Whether for small-molecule drugs or biologics, methods that can enhance oral drug delivery and bring novel therapies to market hold the potential to significantly improve patient outcomes. The latest nanoparticle engineering approaches offer a tidy solution to the poor solubility and bioavailability of new drug candidates, and could significantly improve patients’ quality of life through rapid-onset pills with potentially reduced adverse side effects. Collaboration within the industry is essential to fully realise the potential of new technologies.

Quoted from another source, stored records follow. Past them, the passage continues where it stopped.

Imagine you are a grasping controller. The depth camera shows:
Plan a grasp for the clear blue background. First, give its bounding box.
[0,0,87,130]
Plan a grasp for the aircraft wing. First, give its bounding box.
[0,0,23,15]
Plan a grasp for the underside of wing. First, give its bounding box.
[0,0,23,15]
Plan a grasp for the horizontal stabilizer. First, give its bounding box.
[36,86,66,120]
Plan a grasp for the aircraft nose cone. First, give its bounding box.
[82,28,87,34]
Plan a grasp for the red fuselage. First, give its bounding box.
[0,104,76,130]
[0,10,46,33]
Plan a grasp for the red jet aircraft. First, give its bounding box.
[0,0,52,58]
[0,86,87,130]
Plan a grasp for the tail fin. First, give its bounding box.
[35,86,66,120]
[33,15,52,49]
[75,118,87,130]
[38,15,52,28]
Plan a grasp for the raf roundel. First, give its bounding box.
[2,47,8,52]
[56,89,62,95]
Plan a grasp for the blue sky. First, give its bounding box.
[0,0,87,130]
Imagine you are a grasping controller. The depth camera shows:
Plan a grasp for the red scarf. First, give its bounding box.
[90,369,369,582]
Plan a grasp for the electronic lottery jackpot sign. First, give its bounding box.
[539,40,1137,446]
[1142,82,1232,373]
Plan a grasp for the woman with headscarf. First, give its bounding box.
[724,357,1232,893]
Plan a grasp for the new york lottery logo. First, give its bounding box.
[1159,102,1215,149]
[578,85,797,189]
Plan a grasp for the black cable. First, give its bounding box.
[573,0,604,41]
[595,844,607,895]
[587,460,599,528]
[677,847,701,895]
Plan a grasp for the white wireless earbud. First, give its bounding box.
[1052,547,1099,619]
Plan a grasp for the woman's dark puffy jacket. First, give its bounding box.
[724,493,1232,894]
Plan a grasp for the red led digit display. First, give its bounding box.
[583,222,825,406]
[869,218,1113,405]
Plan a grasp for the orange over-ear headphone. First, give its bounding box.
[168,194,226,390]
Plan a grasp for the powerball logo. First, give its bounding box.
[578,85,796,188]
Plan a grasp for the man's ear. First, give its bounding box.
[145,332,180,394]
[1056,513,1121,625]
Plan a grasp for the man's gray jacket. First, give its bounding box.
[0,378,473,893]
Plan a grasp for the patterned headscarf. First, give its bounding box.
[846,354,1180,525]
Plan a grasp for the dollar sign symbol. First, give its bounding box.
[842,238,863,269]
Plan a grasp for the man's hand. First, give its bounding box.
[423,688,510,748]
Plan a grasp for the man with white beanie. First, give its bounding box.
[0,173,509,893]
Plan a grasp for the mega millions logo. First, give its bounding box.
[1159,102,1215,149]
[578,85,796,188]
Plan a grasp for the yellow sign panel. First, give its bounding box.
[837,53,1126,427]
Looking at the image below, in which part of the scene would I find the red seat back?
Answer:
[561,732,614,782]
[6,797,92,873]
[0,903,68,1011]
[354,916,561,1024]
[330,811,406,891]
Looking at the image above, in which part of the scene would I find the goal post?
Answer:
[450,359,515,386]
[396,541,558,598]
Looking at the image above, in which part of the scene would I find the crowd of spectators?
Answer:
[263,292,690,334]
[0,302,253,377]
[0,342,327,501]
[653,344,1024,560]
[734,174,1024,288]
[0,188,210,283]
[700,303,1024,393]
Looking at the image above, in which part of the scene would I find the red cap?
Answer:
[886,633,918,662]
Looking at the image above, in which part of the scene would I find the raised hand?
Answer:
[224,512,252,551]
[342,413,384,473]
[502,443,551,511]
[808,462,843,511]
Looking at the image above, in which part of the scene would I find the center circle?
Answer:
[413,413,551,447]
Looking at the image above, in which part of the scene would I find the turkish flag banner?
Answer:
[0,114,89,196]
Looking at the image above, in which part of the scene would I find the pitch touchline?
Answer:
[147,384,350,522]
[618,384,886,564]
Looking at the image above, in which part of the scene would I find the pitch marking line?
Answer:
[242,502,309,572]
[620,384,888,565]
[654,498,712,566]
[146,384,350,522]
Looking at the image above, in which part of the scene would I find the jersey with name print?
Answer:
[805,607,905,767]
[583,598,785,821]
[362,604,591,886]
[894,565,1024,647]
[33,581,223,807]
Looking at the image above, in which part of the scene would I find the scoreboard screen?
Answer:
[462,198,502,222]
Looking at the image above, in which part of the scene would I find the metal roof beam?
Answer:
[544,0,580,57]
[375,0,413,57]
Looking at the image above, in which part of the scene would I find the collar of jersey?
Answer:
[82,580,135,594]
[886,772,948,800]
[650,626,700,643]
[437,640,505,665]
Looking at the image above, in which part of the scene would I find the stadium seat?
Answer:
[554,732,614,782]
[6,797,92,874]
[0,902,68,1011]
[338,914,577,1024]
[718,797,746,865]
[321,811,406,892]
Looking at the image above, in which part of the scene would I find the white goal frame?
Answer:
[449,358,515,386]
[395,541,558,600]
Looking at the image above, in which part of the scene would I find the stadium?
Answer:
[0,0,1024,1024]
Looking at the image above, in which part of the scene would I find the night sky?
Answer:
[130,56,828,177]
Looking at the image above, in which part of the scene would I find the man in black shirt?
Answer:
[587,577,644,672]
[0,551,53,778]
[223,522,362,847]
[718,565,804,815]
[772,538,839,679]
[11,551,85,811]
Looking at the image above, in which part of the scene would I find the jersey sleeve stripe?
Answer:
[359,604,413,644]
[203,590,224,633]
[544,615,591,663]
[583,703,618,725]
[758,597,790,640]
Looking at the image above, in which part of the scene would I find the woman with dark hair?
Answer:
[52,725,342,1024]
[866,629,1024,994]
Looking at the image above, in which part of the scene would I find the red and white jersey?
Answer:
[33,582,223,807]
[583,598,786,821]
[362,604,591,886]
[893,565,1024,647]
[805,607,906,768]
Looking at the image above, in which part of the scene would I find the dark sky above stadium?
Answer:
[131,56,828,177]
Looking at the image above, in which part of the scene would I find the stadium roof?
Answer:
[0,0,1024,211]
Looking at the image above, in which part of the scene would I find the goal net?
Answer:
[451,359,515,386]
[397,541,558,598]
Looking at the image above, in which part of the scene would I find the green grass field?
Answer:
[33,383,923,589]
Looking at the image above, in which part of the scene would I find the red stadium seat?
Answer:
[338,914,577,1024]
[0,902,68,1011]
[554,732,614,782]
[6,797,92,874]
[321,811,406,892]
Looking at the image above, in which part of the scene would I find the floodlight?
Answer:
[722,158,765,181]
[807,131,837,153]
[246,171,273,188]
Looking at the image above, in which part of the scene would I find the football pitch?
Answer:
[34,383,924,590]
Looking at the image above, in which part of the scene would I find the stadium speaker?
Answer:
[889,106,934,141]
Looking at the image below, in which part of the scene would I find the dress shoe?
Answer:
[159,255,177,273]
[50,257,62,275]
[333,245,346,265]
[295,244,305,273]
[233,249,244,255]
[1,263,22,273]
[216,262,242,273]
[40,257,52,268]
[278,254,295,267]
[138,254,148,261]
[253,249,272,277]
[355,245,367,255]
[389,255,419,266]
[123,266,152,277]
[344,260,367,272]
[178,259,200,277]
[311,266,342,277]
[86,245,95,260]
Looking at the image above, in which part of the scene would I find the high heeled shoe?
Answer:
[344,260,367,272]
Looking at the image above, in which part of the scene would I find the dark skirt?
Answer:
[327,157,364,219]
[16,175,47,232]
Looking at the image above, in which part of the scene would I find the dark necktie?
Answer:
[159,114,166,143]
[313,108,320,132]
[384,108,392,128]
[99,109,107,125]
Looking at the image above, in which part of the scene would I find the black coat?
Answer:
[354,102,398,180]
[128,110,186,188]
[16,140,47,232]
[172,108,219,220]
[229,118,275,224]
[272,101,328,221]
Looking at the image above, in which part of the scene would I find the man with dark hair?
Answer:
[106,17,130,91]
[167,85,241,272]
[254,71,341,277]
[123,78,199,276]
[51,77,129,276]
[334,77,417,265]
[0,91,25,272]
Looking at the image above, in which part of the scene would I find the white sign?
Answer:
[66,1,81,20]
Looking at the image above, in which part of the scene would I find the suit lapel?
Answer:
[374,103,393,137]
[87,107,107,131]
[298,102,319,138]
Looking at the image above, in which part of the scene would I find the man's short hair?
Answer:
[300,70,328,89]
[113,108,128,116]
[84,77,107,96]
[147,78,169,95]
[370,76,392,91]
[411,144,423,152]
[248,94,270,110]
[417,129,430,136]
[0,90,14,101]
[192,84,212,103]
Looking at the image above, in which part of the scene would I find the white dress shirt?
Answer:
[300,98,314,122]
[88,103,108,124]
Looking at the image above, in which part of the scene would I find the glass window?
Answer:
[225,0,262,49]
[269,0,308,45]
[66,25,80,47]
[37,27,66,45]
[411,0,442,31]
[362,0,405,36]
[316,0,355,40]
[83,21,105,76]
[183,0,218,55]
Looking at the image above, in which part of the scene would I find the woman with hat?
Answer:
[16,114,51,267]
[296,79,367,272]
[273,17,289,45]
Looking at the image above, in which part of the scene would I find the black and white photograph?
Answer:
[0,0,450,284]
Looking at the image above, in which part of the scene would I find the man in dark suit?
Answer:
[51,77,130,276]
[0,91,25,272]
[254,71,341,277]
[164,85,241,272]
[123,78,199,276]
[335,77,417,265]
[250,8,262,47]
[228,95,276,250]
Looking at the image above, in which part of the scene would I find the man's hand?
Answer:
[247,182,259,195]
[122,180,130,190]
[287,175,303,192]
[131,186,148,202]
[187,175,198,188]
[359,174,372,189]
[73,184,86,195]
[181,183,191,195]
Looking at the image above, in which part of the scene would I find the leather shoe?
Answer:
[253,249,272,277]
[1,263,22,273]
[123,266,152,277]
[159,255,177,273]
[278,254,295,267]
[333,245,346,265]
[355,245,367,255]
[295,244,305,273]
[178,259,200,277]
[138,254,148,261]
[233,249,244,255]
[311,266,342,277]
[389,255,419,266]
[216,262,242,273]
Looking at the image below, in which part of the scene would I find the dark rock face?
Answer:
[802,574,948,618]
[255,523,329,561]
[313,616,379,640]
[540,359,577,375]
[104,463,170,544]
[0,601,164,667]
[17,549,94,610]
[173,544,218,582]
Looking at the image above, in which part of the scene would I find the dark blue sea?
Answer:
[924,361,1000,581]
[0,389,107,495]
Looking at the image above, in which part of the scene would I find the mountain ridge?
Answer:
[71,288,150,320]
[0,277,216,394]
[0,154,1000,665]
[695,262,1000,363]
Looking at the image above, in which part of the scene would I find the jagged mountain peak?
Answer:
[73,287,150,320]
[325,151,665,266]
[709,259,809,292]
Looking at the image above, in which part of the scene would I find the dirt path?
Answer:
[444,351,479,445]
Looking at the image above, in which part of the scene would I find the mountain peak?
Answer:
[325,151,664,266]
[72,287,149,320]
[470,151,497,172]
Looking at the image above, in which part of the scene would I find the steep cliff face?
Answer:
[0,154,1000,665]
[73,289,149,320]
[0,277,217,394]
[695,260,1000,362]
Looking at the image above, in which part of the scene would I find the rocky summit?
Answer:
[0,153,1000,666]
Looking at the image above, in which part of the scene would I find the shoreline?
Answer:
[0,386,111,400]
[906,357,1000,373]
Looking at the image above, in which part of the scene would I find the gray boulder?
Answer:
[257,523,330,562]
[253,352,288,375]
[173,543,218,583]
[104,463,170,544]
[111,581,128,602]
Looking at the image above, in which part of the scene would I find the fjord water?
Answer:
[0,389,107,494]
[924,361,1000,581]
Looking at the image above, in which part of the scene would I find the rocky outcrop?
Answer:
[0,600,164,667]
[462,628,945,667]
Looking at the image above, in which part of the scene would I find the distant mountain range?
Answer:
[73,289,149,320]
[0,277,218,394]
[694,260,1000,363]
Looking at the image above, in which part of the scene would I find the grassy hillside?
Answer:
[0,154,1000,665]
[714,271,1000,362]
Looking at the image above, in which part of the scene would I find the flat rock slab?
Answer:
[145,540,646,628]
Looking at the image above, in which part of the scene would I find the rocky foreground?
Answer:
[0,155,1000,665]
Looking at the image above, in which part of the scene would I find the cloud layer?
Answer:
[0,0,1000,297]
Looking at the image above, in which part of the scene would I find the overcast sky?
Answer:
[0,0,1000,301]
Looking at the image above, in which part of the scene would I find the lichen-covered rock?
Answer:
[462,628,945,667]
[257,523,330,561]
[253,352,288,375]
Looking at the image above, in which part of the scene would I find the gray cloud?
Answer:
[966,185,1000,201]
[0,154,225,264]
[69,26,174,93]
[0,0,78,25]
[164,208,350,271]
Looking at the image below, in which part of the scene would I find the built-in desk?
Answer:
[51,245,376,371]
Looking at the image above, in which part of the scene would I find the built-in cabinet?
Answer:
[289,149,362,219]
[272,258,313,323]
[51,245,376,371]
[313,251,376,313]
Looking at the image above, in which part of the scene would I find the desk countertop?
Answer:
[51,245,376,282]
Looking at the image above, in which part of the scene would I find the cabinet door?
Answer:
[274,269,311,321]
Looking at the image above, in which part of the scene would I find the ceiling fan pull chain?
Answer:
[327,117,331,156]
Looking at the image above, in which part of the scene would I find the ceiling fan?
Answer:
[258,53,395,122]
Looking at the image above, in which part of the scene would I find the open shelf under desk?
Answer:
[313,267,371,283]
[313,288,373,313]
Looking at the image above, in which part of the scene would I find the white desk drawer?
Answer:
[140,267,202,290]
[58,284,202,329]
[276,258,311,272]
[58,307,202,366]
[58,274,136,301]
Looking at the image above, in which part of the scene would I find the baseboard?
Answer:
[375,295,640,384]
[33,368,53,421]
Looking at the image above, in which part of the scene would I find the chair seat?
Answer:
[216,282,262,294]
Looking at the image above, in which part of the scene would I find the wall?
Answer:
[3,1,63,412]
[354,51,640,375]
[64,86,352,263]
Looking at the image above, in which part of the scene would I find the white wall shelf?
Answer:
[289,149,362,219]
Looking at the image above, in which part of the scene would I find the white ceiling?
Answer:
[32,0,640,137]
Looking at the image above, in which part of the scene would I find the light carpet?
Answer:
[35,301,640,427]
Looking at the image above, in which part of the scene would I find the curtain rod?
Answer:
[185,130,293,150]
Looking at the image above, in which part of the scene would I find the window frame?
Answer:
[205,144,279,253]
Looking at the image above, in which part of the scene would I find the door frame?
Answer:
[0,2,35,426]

Combined with 3DP, new possibilities are created that can give hope to patients in all walks of life.

REFERENCES

  1. Behera BK, “Biopharmaceuticals: Challenges and Opportunities”. CRC Press, 2020.
  2. Savjani KT, Gajjar AK, Savjani JK, “Drug solubility: importance and enhancement techniques”. Int Scholarly Res Notices, 2012, Article ID 195727.
  3. Price G, Patel DA, “Drug Bioavailability”. StatPearls, Oct 2020.
  4. Kalepu S, Nekkanti V, “Insoluble drug delivery strategies: review of recent advances and business prospects”. Acta Pharm Sinica B, 2015 Vol 5(5), pp 442–453.
  5. Sagonowsky E, “The top 20 drugs by worldwide sales in 2020”. Fiercepharma.com. Accessed July 2021.
  6. Hamrang-Yousefi S, Goyal M, “Swallowing Study”. StatPearls, Mar 2021.